Her new partnership with Pinarello as a member of the Scuderia Team has given the passion she’s found for cycling a firm foundation to stand on and grow from. She’s part of the “Adventure Tier” of the team, which features crossover athletes who have cultivated an appreciation for cycling alongside their main competitive outlet. Fellow team members Jamie Bestwick, a BMX racer, and skier John Collinson also demonstrate how different sports enrich one another.
Allen’s companions and mentors on the Scuderia Team also remind her that the trail community she loves isn’t restricted to just running. “The worlds are so parallel . . . The fact that the gravel community feels so much like the trail running community is what first drew me to gravel.”
Back to the Beginning
Allen encourages athletes to dip their toes into other sports with the intention to “enjoy the experience for what it is,” without comparison to what you already know from running. She’s wrestled with the discomfort of giving yourself permission to be a beginner at something again, back when she first dabbled in gravel cycling.

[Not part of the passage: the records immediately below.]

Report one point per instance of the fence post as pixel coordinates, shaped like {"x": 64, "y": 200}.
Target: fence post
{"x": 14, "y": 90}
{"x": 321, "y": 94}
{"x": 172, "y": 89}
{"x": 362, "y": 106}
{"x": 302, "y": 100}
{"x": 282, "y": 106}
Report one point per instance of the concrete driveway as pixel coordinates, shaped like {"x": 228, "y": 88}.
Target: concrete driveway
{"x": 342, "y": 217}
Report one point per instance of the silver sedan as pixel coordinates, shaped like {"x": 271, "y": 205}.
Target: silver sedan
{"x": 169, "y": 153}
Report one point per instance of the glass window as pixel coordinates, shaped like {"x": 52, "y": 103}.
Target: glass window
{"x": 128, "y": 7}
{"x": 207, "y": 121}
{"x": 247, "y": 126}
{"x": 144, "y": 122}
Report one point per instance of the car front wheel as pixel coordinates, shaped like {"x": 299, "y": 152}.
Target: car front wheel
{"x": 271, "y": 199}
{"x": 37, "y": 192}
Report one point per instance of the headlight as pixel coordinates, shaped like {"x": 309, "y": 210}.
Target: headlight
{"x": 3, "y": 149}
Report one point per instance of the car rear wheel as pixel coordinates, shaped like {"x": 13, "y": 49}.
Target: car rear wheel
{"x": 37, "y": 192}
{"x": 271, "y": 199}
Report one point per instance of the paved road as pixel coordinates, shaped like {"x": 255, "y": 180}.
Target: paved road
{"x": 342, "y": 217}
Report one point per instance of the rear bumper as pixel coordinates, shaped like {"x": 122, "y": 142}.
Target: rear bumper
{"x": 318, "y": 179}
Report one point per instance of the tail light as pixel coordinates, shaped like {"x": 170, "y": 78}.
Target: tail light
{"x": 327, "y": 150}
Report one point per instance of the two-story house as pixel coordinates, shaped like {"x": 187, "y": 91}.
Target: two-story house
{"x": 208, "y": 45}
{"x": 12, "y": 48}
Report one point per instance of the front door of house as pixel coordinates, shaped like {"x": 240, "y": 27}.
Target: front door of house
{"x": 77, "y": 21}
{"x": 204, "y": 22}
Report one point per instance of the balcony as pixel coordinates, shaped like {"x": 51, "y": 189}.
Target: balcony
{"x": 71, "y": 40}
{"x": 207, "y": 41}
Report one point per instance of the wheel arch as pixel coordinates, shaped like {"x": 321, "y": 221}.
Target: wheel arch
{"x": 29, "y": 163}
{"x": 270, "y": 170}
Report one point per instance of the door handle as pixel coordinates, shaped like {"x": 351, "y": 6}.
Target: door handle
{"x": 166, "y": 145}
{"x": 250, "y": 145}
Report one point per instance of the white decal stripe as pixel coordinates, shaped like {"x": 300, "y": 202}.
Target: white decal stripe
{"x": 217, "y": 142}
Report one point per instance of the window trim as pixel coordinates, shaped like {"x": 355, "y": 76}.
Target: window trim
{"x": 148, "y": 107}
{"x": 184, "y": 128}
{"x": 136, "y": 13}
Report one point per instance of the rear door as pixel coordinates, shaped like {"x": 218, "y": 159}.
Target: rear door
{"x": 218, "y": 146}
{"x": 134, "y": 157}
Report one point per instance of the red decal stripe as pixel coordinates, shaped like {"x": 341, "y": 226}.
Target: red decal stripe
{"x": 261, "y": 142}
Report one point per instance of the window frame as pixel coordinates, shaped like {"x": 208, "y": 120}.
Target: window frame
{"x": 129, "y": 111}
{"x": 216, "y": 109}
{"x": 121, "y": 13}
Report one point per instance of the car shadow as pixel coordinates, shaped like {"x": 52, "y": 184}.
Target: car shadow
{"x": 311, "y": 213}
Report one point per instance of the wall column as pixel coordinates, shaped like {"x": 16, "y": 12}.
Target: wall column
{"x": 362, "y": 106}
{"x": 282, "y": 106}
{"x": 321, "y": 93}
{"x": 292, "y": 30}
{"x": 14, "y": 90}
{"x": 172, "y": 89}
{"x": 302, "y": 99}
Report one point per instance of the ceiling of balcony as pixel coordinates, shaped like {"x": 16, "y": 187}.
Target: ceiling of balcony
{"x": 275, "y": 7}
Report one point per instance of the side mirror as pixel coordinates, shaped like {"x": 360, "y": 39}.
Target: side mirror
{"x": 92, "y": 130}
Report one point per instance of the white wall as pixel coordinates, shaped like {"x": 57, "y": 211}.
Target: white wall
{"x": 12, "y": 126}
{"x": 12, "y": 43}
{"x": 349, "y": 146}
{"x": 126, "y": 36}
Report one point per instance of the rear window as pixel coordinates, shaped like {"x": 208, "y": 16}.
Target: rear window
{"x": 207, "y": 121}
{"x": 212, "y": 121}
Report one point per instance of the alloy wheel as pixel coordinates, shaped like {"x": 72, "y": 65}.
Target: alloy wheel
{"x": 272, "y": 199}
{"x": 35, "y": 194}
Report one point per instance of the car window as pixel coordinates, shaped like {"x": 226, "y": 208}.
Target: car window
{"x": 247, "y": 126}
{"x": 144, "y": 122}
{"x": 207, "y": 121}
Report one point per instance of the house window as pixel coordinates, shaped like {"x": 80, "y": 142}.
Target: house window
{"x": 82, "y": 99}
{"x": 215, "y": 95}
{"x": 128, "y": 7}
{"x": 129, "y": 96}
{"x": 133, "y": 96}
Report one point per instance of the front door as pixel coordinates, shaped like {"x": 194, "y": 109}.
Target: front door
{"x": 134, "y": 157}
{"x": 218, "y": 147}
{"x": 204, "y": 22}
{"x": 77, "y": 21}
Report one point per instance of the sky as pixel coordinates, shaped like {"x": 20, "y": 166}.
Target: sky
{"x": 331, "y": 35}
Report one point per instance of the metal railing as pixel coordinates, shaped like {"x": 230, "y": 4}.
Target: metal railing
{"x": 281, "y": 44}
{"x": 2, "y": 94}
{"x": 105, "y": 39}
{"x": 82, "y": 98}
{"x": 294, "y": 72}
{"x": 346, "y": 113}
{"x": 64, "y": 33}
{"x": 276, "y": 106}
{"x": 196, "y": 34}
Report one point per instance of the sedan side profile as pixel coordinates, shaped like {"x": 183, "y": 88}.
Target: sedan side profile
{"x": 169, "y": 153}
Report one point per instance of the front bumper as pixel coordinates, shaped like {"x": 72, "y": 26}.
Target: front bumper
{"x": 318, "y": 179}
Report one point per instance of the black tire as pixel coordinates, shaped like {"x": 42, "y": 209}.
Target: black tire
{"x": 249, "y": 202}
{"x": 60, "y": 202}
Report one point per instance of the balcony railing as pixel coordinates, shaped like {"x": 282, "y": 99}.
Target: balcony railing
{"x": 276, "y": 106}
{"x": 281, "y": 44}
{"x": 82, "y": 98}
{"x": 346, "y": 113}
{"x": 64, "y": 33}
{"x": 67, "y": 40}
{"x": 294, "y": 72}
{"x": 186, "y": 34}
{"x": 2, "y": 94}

But you’re not just a pawn on a chess board. You’re the queen of your own game, free to move in any direction. Starting fresh in a different sport doesn’t mean starting over — it’s more like a step to the side into another plane. Lateral movement adds new depth to the athletic branch of your identity, as proof that we’re more than just the sum of our runs.
Incorporating Sport Sampling Into Your Training
Substitute one of your weekly training runs for a spin, swim, or ski. Here’s how to find common elements across any discipline:
- Rely on RPE. Neither mileage nor heart rate translates seamlessly across different sports, so your Rate of Perceived Effort is the best guide. Easy days should be a 5/10, moderate and tempo days at an 8/10, and hard workouts at a 9 or 10/10. The same applies on the bike, in the pool, or on skis.

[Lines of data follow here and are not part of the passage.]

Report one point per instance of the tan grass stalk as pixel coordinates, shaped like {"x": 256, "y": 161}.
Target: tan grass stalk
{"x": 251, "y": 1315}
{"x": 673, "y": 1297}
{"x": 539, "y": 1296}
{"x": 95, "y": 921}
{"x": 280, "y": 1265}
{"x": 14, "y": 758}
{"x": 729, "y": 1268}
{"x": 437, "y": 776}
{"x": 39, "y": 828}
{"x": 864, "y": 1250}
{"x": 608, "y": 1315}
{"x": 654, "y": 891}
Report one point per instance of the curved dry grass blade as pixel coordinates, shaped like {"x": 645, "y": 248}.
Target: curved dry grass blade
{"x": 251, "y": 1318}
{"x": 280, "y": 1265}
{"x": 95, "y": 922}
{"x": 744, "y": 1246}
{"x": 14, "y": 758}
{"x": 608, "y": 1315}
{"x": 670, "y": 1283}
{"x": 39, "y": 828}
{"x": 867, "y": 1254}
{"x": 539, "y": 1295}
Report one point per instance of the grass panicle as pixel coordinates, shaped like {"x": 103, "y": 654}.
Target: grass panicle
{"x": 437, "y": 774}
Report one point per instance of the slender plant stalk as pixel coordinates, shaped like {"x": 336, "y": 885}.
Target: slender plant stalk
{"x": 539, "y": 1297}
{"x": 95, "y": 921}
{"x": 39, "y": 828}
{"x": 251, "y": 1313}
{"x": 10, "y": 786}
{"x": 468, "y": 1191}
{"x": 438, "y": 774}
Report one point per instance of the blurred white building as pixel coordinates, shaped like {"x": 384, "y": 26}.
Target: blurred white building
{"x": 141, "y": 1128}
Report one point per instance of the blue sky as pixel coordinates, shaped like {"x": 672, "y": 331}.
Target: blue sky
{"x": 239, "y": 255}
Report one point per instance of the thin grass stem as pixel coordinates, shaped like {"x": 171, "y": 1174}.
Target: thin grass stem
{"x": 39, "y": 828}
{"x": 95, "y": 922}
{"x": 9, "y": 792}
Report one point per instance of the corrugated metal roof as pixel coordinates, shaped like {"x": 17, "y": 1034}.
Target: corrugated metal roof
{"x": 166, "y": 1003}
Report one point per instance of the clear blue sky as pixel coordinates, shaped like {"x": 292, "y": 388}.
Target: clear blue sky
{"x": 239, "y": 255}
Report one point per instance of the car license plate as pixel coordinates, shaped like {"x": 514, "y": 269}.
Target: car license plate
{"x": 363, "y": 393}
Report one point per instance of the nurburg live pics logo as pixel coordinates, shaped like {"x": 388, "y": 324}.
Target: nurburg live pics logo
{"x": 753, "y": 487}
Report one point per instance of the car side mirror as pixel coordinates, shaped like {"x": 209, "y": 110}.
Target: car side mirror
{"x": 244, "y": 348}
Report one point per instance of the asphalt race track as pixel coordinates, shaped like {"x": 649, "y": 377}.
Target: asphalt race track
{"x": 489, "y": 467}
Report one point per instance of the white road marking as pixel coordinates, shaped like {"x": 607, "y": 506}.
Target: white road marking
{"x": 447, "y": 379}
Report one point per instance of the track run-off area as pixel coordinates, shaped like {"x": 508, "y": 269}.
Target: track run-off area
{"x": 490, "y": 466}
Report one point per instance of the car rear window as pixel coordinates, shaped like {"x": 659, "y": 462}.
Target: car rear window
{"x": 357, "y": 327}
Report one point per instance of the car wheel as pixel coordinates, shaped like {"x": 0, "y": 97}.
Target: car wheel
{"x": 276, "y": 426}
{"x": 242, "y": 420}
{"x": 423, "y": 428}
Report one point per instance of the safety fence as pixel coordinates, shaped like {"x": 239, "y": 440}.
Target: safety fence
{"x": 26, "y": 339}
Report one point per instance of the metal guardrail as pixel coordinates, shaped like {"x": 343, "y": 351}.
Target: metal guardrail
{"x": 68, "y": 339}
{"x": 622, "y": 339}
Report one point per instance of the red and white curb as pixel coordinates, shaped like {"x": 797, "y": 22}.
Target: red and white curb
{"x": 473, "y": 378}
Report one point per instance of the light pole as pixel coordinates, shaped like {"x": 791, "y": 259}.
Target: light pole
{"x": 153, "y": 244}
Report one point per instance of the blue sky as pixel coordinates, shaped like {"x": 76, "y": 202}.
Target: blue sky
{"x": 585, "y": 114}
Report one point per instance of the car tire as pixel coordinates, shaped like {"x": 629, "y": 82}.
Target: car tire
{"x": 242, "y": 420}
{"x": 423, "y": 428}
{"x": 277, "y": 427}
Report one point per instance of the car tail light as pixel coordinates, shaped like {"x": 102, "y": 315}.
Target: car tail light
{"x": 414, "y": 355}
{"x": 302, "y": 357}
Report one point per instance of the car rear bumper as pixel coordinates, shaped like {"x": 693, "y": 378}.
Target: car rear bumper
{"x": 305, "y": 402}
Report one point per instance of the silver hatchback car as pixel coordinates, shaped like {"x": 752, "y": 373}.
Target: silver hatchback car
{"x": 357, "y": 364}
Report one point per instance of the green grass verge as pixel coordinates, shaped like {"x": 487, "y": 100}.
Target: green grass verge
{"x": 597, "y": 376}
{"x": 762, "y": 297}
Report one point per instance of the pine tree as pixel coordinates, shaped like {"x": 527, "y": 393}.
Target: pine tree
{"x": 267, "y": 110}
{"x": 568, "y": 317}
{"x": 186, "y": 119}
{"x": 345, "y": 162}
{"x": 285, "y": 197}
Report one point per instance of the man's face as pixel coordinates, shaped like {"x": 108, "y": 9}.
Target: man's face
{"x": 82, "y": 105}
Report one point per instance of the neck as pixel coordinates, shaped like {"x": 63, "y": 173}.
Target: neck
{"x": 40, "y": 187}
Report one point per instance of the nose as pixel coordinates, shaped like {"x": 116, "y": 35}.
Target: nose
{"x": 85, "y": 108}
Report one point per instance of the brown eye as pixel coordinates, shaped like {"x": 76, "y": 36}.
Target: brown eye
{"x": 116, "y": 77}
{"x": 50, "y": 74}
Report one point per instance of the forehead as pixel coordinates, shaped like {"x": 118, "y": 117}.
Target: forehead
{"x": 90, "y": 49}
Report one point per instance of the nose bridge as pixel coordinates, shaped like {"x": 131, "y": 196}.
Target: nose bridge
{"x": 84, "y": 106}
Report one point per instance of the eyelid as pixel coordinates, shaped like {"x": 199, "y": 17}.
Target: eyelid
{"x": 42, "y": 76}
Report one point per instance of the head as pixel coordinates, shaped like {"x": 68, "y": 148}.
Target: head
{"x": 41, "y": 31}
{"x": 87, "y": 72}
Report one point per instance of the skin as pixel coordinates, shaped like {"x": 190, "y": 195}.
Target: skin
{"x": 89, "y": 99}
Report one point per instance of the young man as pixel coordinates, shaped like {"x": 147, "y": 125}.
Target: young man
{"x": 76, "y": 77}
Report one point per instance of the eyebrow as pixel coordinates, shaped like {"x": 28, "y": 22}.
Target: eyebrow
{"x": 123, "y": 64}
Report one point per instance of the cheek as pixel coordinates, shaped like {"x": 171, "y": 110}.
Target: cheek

- Stay Focused. Whether you’re in for an easy day, long haul, or hard workout, your efforts in another discipline should reflect similar intentions for the best carry-over.
- Ease In. Remember: the same effort level will likely result in lower output in the new activity. Part of being a beginner is giving yourself time to adjust to a different type of movement. Start with an easy or recovery day to keep the pressure low, and build up to higher intensity options as you adapt.
- Add Time. Not only will giving yourself extra time during your session in the new activity keep you from feeling rushed or stressed while you’re learning, it’ll also balance out any dip in intensity with an increase in duration.
- Mess up. This is your opportunity to start from scratch, and some of our best lessons come with failure. Mistakes are sometimes our best teachers. Figure out what works best for you by leaving behind what doesn’t through an ongoing process of elimination.